The risk to avoid is inconsistency between documents. If the Operating Agreement says member-managed but the founder describes themselves to the bank as the appointed manager, a careful reviewer may flag the mismatch and slow down onboarding. Fintech compliance teams read these documents literally. The smoothest path is to make the Operating Agreement, the EIN paperwork, and the bank application all tell the same story about who runs the company and in what capacity.

None of these platforms require a particular management structure, and choosing manager-managed does not by itself make an account open faster or guarantee approval. What helps is clarity and consistency. A founder who can point to one clause naming them as manager, or who can plainly explain that as the sole member they manage the company directly, presents a coherent picture. The manager concept is one of the building blocks that lets a non-resident demonstrate, on paper, that they are the authorized human behind the entity.

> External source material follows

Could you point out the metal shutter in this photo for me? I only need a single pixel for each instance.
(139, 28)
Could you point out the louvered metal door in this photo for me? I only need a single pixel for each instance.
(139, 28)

The manager role and the EIN application

To open a bank account and to handle US tax filings, the LLC needs an Employer Identification Number from the IRS, obtained for free by submitting Form SS-4, which for a non-resident applicant without an existing US taxpayer number is generally processed by fax or mail over roughly eight to ten business days. The SS-4 asks for a responsible party, which is the individual who controls or manages the entity and its finances. For most single-member non-resident LLCs, the responsible party is the owner, who is also the person who manages, whether or not the LLC formally uses a manager office.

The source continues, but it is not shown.